Chelsea 2018

P.P.O.W.

Chris Daze Ellis

Daze first emerged in the late 1970s as a graffiti artist, working largely with a community centered around the alternative arts space Fashion Moda. During that period, Daze was included in the seminal “Beyond Words” exhibition at the Mudd Club, which connected graffiti with work more traditionally considered fine art.

Since then, Daze has developed a studio practice, making works that are inspired by the iconography of New York City and his time as a street artist.

PACE

Robert Ryman

Ryman (b. 1930, Nashville, TN) attended the Tennessee Polytechnic Institute and the George Peabody College for Teachers in Nashville. After enlisting in the United States Army (1950–52), he moved to New York to play jazz. In 1953 he took a temporary job—where he would ultimately work for seven years—as a guard at the Museum of Modern Art. Soon after, he would decide to devote his career towards painting. For more than five decades, Robert Ryman has been engaged in an ongoing experiment with painting. He constantly seeks to modify his approach, resisting the comfort of tendency and maintaining the freshness of an unchartered territory. From each experience Ryman gleans the variables for a revised proposition and the impetus to propel him towards his next move. Since Ryman’s first solo exhibition in 1967, his work has been the subject of over 100 solo exhibitions in 12 countries.

Yancey Richardson

Rachel Perry

Yancey Richardson is pleased to present Rachel Perry’s Soundtrack to My Life, the artist’s sixth solo exhibition with the gallery. Throughout her career, Perry has used familiar materials such as register receipts, produce stickers, shopping bags and voicemail messages to comment on what she calls “the business of living.” Comprised of a series of large-scale collages based on the lyrics of popular songs, Soundtrack To My Life continues Perry’s interest in observing, collecting and utilizing the pedestrian materials and experiences of daily life to comment on the permeation of daily existence by consumer culture.

Mathew Marks Gallery

Robert Gober

Robert Gober (b. 1954) has participated in numerous international exhibitions, including Documenta, the Whitney Biennial, and the Carnegie International. Other one-person exhibitions have been organized by the Museum of Contemporary Art in Los Angeles, the Serpentine Gallery in London, the Jeu de Paume in Paris, and the Schaulager in Basel. Currently “An Untitled Installation Conceived by Robert Gober,” originally presented in 1988 at the Institute of Contemporary Art in Boston, has been recreated by the Aspen Museum of Art, where it remains on view through May.

Thomas Demand

The first room is installed with a new wallpaper created by Demand for the exhibition. On it several new Dailies photographs are hanging. Each Daily depicts an everyday scene originally captured by the artist on his cell phone. Re-created in paper and cardboard, each scene was then photographed and printed using the dye-transfer process. Elsewhere, on a pair of separate video monitors suspended from the ceiling, two short films play on continuous loop. The films were created through a similar process, starting out as paper models before being photographed and animated in stop motion.

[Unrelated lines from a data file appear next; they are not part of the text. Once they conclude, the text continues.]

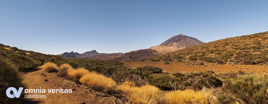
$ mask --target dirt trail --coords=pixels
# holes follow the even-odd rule
[[[46,95],[46,98],[29,98],[27,100],[41,103],[114,104],[119,100],[113,96],[95,91],[86,86],[57,76],[57,73],[45,72],[40,67],[24,74],[28,89],[46,89],[46,93],[28,94]],[[44,73],[43,74],[41,74]],[[46,75],[46,76],[44,76]],[[48,81],[45,81],[47,79]],[[71,93],[49,93],[48,89],[73,89]]]

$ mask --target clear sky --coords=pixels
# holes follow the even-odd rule
[[[57,55],[125,52],[182,33],[205,42],[268,31],[267,0],[1,0],[0,43]]]

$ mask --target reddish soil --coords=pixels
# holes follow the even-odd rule
[[[177,72],[183,73],[187,72],[212,70],[216,73],[228,73],[231,71],[239,70],[251,72],[254,74],[263,74],[268,72],[267,66],[256,65],[236,65],[226,64],[219,65],[216,63],[205,63],[204,65],[186,65],[187,63],[183,62],[170,62],[170,64],[164,64],[163,61],[133,61],[125,64],[130,68],[135,68],[146,66],[160,67],[163,72],[172,74]]]
[[[84,102],[85,104],[119,104],[124,102],[114,96],[95,91],[83,85],[58,77],[57,73],[49,73],[38,68],[40,68],[24,74],[25,81],[28,84],[28,89],[40,89],[41,88],[46,89],[46,93],[33,94],[46,94],[46,98],[27,98],[27,101],[30,100],[31,102],[38,103],[50,104],[82,104]],[[41,75],[42,73],[44,74]],[[44,75],[46,76],[44,76]],[[45,79],[48,81],[45,81]],[[59,89],[60,88],[73,89],[72,93],[49,93],[47,91],[48,89]]]

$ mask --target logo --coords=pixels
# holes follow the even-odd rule
[[[13,98],[15,97],[19,98],[21,96],[21,92],[22,91],[23,89],[23,88],[20,87],[18,90],[17,91],[16,88],[13,87],[10,87],[7,89],[7,91],[6,91],[6,94],[7,94],[7,96],[8,97],[11,98]],[[13,91],[13,94],[10,94],[10,92],[11,91]]]

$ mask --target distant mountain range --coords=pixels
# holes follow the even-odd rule
[[[159,45],[152,46],[148,49],[132,51],[125,53],[99,53],[96,50],[94,50],[81,54],[72,52],[70,53],[66,52],[58,55],[67,58],[126,62],[153,57],[204,43],[196,38],[180,34],[172,37]]]
[[[181,33],[170,38],[160,45],[152,46],[149,49],[155,50],[160,53],[165,54],[204,43],[195,38]]]
[[[73,51],[72,51],[70,53],[67,52],[65,52],[64,53],[58,55],[63,57],[67,58],[84,58],[99,55],[120,55],[123,54],[124,53],[99,53],[97,52],[96,51],[94,50],[91,51],[86,52],[81,54],[77,52],[74,52]]]

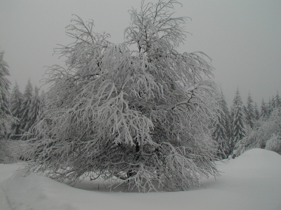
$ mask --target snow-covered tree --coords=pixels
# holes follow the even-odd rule
[[[217,174],[209,127],[218,90],[204,54],[176,50],[185,38],[185,18],[169,11],[176,4],[142,1],[118,45],[93,32],[92,21],[72,20],[74,42],[57,49],[66,68],[49,69],[30,169],[70,182],[118,178],[144,192],[153,183],[184,190]]]
[[[220,114],[218,115],[217,120],[215,121],[215,130],[213,133],[213,138],[218,143],[218,156],[221,157],[222,159],[225,159],[228,156],[230,152],[228,145],[229,136],[227,132],[228,129],[227,123],[229,123],[229,116],[227,113],[228,109],[226,109],[226,113],[224,111],[227,106],[224,107],[226,105],[226,102],[223,93],[221,93],[221,97],[218,98],[218,103],[221,107],[221,111]],[[227,121],[228,121],[228,122],[227,122]]]
[[[4,55],[4,52],[0,52],[0,139],[6,137],[10,132],[12,121],[9,108],[11,83],[6,78],[10,74],[8,66],[3,59]]]
[[[254,120],[255,118],[254,101],[249,92],[248,97],[246,102],[246,123],[251,128],[254,127]]]
[[[275,96],[275,106],[277,108],[281,107],[281,98],[279,96],[278,91],[277,92],[277,94]]]
[[[15,87],[12,90],[12,94],[11,95],[10,104],[11,104],[11,111],[13,116],[18,119],[20,118],[20,106],[22,103],[23,96],[20,92],[19,86],[15,81]]]
[[[28,125],[28,113],[30,113],[31,102],[33,95],[33,88],[31,84],[30,79],[28,80],[27,84],[25,86],[25,92],[23,94],[23,101],[20,106],[21,118],[19,122],[19,130],[20,134],[23,134],[27,131],[25,130],[25,127]]]
[[[233,99],[232,106],[232,141],[231,147],[234,148],[235,144],[245,136],[245,119],[243,110],[243,102],[238,88]]]
[[[35,86],[34,94],[31,99],[30,106],[27,114],[27,120],[25,127],[25,130],[27,132],[28,131],[28,132],[25,134],[24,136],[22,136],[23,139],[26,139],[26,138],[28,138],[30,136],[32,131],[30,131],[30,130],[33,127],[39,114],[40,106],[40,97],[39,95],[39,88]]]
[[[263,118],[263,119],[266,119],[268,116],[268,109],[266,108],[266,104],[263,98],[261,105],[260,117]]]
[[[255,102],[255,106],[254,106],[254,119],[256,120],[259,120],[259,111],[258,104],[256,104],[256,102]]]
[[[22,105],[23,100],[22,94],[20,92],[19,90],[18,85],[15,81],[15,87],[13,89],[12,94],[11,95],[10,104],[11,104],[11,111],[13,117],[17,118],[17,120],[15,121],[12,125],[12,133],[10,136],[17,136],[19,134],[19,122],[21,118],[21,112],[20,112],[20,106]]]
[[[245,136],[240,144],[247,149],[262,148],[281,154],[281,108],[275,108],[260,127]]]

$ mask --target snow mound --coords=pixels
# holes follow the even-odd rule
[[[85,182],[80,187],[86,190],[34,173],[26,174],[15,170],[18,167],[0,164],[3,192],[15,210],[281,209],[281,155],[263,149],[249,150],[226,164],[218,162],[221,176],[202,180],[205,188],[185,192],[102,192]],[[0,209],[8,209],[3,208],[0,204]]]
[[[233,167],[240,169],[281,168],[281,155],[261,148],[250,149],[235,160],[230,160]]]

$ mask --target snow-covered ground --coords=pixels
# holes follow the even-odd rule
[[[218,162],[221,176],[185,192],[109,192],[89,181],[73,188],[20,167],[0,164],[0,209],[281,209],[281,155],[263,149]]]

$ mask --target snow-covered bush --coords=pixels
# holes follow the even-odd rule
[[[236,147],[242,144],[248,149],[262,148],[275,152],[281,149],[281,146],[278,148],[281,134],[281,108],[275,108],[268,119],[261,120],[260,123],[260,127],[253,130]]]
[[[66,68],[48,69],[29,169],[60,181],[118,178],[140,192],[157,190],[155,182],[185,190],[218,174],[209,130],[217,85],[203,52],[176,50],[185,38],[185,18],[169,11],[176,4],[143,1],[119,45],[93,32],[92,21],[72,20],[74,41],[57,49]]]
[[[273,134],[266,141],[265,149],[276,152],[281,155],[281,137]]]

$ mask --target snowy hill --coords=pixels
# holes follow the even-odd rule
[[[89,181],[73,188],[19,167],[0,164],[0,209],[281,209],[281,155],[263,149],[218,163],[221,176],[185,192],[105,192]]]

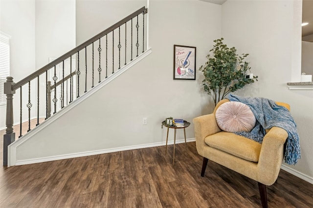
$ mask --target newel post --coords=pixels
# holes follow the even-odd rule
[[[4,86],[4,94],[6,95],[6,129],[3,135],[3,166],[8,164],[8,146],[15,140],[15,133],[13,132],[13,94],[15,94],[15,91],[12,90],[14,84],[13,77],[6,77]]]

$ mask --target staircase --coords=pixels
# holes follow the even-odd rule
[[[23,136],[22,121],[28,120],[27,134],[31,132],[31,114],[34,111],[36,126],[46,126],[56,115],[62,116],[62,112],[78,104],[151,52],[145,38],[147,12],[142,7],[16,83],[12,77],[7,77],[3,166],[10,166],[8,147],[16,142],[15,134],[19,138]],[[40,91],[43,83],[45,83],[44,92]],[[32,100],[34,95],[35,100]],[[13,96],[19,100],[19,112],[13,107]],[[20,114],[20,129],[16,132],[13,128],[13,113]],[[45,120],[40,123],[43,114]]]

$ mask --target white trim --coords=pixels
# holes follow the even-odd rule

The exhibition’s second room, accessed through a door at the back of the space, includes four new large-scale photographs. Ruine / Ruin(2017), nearly ten feet wide, is based on a news photo of a domestic interior filled with debris from an aerial bombardment. The only sign of the home’s residents is a stray sandal visible in the rubble. Werkstatt / Workshop (2017) presents the orderly interior of a violin-maker’s studio. Based on historical photos from a Bavarian village celebrated since the seventeenth century for its exceptional violins, the image includes racks of tools and dozens of instruments in various stages of completion.

Jack Shainman Gallery

Gordon Parks

Gordon Parks was one of the seminal figures of twentieth century photography. A humanitarian with a deep commitment to social justice, he left behind a body of work that documents many of the most important aspects of American culture from the early 1940s up until his death in 2006, with a focus on race relations, poverty, civil rights, and urban life. In addition, Parks was also a celebrated composer, author, and filmmaker who interacted with many of the most prominent people of his era – from politicians and artists to celebrities and athletes.

Barkley Hendricks

Barkley L. Hendricks was a painter and photographer best known for his realist and post-modern portraits of people of color living in urban areas beginning in the 1960s and 70s and continuing to the present. Trevor Schoonmaker, the organizing curator for Hendricks’ traveling exhibition Barkley L. Hendricks: Birth of the Cool said, “His bold portrayal of his subject’s attitude and style elevates the common person to celebrity status. Cool, empowering, and sometimes confrontational, Hendricks’ artistic privileging of a culturally complex black body has paved the way for today’s younger generation of artists.”